Polisi Tolak "Surat Pemberitahuan" Aksi Super Damai Reuni 212, Padahal Hak Penyampaian Pendapat di Muka Umum Dilindungi UU

[PORTAL-ISLAM.ID] Reuni 212 tahun ini digelar dalam bentuk aksi atau demontrasi atau unjuk rasa yang akan digelar di seputaran Patung Kuda Jakarta.

Sesuai dengan Pasal 13 UU Nomor 9 tahun 1998 tentang Kemerdekaan Menyampaikan Pendapat di Muka Umum, pada dasarnya aktivitas unjuk rasa atau demonstrasi tidak perlu mendapatkan izin kepolisian, namun partisipan unjuk rasa cukup menyampaikan surat pemberitahuan tertulis kepada kepolisian. 

Setelah kepolisian menerima surat pemberitahuan, kepolisian wajib untuk segera memberikan surat tanda terima pemberitahuan. Untuk selanjutnya kepolisian segera berkoordinasi dengan penanggung jawab penyampaian pendapat di muka umum, dan juga berkoordinasi dengan pimpinan instansi/lembaga yang akan menjadi tujuan penyampaian pendapat dan mempersiapkan pengamanan tempat, lokasi dan rute.

Pihak Panitia Reuni Akbar 212 mengirimkan pernyataan resmi terkait surat pemberitahuan aksi Super Damai yang telah dikirim kepada Intelkam Polda Metrojaya pada hari Senin 29 November 2021 pukul 12.30-14.30 WIB di kantor Intelkam Polda Metrojaya Jakarta, namun kemudian surat itu dikembalikan. 

Berikut pernyataan resmi dari Ketua Panitia Aksi Super Damai Reuni 212 yang diterima oleh Faktakini.info Selasa (30/11/2021) malam.

Assalamu'alaikum Wr Wb

Bahwa kami dari Panitia Reuni Akbar 212 Tahun 2021 sebagaimana amanat Pasal 13 UU No.9 Tahun 1998 telah mengirimkan surat pemberitahuan resmi akan adanya aksi super damai Aksi Reuni Akbar PA 212 kepada pihak Kepolisian dalam hal ini ke Intelkam Polda Metrojaya pada hari Senin 29 November 2021 pukul 12.30-14.30 WIB di kantor Intelkam Polda Metrojaya Jakarta.
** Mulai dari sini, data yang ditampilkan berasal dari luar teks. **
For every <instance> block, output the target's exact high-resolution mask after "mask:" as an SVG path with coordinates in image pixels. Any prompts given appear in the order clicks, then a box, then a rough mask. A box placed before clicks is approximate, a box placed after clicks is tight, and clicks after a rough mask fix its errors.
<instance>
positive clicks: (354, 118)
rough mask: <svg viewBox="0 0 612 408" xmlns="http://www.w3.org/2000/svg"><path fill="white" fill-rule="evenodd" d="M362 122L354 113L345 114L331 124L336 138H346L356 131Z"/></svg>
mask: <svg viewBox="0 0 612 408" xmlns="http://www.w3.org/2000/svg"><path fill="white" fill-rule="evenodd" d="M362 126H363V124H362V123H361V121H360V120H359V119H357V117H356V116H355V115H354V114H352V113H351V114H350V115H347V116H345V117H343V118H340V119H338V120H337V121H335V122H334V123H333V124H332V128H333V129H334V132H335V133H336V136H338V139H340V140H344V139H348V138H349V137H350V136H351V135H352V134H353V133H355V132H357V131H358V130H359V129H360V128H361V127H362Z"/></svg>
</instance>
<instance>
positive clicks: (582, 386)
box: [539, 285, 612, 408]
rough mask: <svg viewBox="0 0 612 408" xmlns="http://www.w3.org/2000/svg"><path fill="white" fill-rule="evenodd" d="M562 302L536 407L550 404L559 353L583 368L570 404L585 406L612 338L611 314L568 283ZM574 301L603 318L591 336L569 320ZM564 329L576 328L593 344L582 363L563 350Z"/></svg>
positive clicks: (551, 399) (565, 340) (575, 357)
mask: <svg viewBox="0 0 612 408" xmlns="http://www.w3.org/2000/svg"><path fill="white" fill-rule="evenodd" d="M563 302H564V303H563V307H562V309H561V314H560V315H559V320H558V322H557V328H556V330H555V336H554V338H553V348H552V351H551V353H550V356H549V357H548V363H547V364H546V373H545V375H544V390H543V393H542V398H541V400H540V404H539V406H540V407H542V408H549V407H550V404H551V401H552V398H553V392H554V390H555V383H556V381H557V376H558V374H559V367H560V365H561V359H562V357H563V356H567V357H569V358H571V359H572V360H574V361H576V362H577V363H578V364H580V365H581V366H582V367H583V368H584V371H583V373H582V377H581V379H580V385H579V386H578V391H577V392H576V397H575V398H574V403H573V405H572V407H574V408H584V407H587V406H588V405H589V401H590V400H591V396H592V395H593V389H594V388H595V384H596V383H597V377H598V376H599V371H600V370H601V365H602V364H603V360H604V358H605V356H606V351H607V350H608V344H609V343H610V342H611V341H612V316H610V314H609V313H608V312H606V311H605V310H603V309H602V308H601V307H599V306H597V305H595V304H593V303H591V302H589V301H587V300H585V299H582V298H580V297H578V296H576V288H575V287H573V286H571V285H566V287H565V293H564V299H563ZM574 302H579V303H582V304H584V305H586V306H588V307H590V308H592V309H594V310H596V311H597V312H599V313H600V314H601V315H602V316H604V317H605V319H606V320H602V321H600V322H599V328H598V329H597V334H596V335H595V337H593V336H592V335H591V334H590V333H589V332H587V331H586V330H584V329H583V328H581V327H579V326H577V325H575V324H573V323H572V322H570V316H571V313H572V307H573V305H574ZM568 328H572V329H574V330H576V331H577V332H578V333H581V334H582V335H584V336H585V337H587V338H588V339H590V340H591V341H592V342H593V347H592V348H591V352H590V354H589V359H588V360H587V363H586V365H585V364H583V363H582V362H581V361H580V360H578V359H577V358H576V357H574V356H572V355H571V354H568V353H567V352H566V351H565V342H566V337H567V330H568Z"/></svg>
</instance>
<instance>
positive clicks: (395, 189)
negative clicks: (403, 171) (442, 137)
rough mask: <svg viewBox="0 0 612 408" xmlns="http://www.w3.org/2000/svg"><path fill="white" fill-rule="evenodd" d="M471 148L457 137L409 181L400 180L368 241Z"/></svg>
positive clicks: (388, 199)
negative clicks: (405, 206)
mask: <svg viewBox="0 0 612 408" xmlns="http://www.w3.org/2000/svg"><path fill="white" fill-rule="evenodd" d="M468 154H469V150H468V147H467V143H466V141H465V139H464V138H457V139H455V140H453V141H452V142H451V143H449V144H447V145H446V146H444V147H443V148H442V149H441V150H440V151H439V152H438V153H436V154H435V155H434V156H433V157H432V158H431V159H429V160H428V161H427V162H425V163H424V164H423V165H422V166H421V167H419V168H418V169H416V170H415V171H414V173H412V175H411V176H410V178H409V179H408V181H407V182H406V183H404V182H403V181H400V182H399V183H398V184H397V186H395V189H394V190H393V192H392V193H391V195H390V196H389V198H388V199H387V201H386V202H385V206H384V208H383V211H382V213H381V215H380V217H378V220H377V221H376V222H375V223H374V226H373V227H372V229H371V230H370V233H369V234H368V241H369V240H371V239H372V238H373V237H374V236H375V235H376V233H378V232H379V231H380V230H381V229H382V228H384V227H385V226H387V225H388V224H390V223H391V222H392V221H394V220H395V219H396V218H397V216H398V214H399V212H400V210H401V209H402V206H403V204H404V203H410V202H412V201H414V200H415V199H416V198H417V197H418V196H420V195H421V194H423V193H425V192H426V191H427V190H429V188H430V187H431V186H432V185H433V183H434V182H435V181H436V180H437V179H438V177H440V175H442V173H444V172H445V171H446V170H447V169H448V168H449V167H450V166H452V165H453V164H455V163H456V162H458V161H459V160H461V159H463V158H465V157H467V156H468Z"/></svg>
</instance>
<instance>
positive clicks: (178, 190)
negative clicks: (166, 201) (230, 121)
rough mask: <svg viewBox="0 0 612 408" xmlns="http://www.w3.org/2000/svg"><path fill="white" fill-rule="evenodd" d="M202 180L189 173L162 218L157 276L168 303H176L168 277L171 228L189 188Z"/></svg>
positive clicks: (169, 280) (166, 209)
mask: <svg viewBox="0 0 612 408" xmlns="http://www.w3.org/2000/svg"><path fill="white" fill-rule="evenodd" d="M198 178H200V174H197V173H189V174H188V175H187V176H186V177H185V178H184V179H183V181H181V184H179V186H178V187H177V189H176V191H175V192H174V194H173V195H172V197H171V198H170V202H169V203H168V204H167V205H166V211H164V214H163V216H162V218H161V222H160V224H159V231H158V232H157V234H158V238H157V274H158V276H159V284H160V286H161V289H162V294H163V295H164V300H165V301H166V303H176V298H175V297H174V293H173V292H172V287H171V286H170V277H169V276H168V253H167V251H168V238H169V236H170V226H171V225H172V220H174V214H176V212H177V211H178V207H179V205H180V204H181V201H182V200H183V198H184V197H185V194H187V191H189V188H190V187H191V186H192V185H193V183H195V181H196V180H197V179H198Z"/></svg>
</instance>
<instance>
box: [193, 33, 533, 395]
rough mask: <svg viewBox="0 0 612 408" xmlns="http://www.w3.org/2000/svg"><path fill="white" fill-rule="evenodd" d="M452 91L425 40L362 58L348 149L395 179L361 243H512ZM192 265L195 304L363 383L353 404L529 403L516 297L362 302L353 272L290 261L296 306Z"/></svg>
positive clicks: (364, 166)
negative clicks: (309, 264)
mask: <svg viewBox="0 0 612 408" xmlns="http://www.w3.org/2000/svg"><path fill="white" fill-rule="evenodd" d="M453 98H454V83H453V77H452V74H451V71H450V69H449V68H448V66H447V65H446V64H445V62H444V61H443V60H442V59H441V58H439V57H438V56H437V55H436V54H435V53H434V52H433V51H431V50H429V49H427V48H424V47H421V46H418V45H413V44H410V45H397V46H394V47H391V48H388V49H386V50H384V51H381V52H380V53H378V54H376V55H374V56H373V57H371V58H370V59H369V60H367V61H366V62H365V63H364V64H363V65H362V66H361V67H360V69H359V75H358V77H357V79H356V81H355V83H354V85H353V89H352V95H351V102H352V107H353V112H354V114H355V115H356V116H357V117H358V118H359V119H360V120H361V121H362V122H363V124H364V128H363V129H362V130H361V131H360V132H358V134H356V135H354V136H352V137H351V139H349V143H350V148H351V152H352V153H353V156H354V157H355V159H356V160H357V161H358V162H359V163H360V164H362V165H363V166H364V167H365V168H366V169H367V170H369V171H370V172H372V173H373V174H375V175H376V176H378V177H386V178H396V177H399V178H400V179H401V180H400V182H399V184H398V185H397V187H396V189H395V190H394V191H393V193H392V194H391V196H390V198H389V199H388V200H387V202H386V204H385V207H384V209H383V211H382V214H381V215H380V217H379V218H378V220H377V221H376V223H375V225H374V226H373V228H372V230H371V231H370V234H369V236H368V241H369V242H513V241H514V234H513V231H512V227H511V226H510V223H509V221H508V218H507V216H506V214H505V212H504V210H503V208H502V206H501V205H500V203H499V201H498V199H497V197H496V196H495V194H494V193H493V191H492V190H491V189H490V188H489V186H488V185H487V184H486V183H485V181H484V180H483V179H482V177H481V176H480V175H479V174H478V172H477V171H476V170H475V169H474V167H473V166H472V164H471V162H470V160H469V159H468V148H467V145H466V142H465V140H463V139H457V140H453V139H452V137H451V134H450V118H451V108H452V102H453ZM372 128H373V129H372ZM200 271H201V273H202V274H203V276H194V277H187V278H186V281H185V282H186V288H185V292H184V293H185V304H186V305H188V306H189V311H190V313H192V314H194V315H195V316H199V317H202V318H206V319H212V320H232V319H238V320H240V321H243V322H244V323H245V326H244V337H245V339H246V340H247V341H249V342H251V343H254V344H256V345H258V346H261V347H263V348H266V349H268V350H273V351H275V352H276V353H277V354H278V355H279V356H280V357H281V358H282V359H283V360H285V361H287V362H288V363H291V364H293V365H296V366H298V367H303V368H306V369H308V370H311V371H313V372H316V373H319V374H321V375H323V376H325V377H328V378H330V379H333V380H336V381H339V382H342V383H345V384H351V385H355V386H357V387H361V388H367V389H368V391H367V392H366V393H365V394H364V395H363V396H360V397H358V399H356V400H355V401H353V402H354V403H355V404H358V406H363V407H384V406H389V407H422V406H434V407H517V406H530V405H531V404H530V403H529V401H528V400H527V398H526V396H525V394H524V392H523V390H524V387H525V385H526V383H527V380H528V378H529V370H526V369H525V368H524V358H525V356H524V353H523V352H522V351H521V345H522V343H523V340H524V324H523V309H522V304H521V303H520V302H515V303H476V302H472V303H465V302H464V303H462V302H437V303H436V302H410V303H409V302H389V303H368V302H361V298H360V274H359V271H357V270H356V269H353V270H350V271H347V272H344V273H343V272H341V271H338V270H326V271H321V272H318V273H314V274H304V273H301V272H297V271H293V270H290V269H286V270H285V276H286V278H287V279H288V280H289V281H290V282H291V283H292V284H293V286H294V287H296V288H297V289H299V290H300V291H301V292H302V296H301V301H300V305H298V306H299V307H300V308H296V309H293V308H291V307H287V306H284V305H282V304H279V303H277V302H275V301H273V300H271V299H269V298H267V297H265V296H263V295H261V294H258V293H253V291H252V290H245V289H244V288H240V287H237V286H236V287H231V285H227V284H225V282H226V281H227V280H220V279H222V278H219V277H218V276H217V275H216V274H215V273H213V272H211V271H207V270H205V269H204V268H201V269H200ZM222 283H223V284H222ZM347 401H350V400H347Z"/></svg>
Pada kesempatan tersebut, pihak Intelkam Polda Metrojaya saat itu menerima surat tersebut kemudian memfoto/scan surat tersebut, anehnya pihak Intelkam Polda Metrojaya mengembalikan surat kami itu dan mengatakan tidak dapat menerima surat pemberitahuan tersebut.

Bahwa aksi penyampaian pendapat di muka umum adalah aksi konstitusional dan dijamin Undang Undang serta dilindungi oleh aparat penegak hukum, bahkan menurut ketentuan Pasal 18 (1) dan (2) UU No. 9 Tahun 1998 tindakan menghalang-halangi hak warga negara untuk menyampaikan pendapat di muka umum MASUK KATEGORI TINDAK PIDANA KEJAHATAN yang harus diproses hukum.

Demikian pemberitahuan dari kami terkait pemberitahuan resmi kepada penegak hukum terhadap Aksi Super Damai Aksi Reuni Akbar PA 212 ini kami sampaikan, atas perhatiannya kami haturkan terima kasih.